The wooden railing was cold beneath Kura’s palm. It curved into the mold of her hand and brushed beneath her palm smooth like sand. She held it loosely and focused on the soft pat of her feet as she climbed the stairs. The sound was a gentle tapping like an impatient fingertip on a paper stack and so it was swalloed by the cries and protests of the people below. The tavern held brewing arguments and bubbling voices that threatened to spill beyond the doors. Above the bar, the inn’s rooms housed fervid whispers and whimpering cries that swelled and shrank in volume. Confronted with either gloom or anger, both being too loud, too taxing, Kura chose to venture upwards to the quieter floor.

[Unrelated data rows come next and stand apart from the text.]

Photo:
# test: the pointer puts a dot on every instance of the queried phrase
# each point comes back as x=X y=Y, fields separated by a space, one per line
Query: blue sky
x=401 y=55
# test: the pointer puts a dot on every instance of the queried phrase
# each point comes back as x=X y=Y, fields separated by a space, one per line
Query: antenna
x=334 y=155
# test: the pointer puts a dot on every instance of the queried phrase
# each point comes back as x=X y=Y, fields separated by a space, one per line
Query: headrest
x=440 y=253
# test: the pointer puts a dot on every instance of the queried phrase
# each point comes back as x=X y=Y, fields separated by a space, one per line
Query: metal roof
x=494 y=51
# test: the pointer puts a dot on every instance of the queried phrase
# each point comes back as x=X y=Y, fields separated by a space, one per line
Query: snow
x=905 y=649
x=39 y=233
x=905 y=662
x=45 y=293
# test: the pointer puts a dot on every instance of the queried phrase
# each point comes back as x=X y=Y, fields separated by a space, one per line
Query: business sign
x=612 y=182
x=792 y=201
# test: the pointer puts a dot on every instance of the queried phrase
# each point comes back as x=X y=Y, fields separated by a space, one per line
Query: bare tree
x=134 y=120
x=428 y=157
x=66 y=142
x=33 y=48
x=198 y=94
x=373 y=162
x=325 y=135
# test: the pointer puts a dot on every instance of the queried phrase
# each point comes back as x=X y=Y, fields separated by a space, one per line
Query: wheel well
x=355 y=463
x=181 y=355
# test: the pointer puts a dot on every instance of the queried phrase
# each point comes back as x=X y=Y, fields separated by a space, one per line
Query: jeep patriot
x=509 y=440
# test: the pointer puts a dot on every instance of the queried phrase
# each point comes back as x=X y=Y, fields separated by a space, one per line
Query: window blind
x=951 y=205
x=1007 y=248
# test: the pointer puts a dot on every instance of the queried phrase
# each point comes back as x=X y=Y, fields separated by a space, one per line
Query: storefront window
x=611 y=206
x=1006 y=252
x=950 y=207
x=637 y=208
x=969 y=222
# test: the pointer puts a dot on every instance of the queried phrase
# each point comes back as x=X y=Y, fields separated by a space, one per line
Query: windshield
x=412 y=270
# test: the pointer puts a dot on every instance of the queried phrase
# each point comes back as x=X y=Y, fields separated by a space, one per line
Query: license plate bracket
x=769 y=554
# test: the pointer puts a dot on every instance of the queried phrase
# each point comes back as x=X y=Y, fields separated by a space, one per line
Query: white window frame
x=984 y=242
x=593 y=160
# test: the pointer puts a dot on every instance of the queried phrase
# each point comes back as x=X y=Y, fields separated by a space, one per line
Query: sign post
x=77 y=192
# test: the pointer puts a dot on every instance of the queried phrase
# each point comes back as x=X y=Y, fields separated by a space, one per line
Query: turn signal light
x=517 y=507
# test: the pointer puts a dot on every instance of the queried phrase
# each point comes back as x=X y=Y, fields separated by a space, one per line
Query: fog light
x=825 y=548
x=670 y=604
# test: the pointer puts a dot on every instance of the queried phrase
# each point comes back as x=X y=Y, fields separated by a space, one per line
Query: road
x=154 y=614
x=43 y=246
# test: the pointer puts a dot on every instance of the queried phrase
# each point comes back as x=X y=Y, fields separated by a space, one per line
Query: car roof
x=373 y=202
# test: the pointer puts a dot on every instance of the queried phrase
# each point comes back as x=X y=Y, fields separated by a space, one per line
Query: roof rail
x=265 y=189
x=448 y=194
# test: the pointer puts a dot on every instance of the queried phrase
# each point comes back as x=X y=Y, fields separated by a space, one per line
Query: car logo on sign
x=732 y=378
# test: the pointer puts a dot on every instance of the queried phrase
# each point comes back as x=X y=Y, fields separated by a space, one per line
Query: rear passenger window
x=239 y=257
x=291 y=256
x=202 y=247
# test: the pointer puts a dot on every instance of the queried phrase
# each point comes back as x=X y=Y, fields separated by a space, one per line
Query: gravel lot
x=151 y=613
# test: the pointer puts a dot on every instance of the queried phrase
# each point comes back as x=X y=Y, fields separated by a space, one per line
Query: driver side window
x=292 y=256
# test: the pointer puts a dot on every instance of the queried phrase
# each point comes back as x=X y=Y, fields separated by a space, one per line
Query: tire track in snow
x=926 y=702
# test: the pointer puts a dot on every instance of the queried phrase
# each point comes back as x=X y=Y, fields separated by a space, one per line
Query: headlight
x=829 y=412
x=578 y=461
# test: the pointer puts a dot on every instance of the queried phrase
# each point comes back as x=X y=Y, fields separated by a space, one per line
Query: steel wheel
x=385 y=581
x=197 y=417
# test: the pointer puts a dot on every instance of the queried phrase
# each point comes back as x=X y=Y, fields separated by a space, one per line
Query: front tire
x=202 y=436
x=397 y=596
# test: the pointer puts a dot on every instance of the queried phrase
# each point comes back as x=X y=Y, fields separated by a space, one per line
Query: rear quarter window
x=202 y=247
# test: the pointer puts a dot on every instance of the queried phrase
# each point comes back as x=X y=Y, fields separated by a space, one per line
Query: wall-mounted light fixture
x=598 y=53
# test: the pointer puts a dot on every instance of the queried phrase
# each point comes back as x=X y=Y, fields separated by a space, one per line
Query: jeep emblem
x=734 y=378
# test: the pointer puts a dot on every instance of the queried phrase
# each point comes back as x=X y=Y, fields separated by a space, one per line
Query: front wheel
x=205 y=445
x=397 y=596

She was not alone. Upon reaching the top of the stairs, she found the back of a stranger. The floor opened up to an airy lounge with bookshelves lining the walls and padded seats, chairs it seemed you could sink into, meeting in the middle and there the other person was. Someone else had settled into the room before her and Kura paused, fingertips just barely ghosting the edge of the railing. It was here she was to decide who she was. With no memory of others, she could not say if she was good or bad, quiet or loud. It bothered her, this not knowing, and she felt anything she would do would betray who she had been. She did not know the right answer so she would guess.
Though improper, this stranger would be her first test. Kura decided this as she patted the sides of her cheeks lightly and eased her lips into a smile. “I wasn’t expecting anyone else to be here.” She called, leaning a bit to her side as if peering at him from behind a door. “I hope you don’t mind if I join you. I wanted to put some distance between myself and everything below.”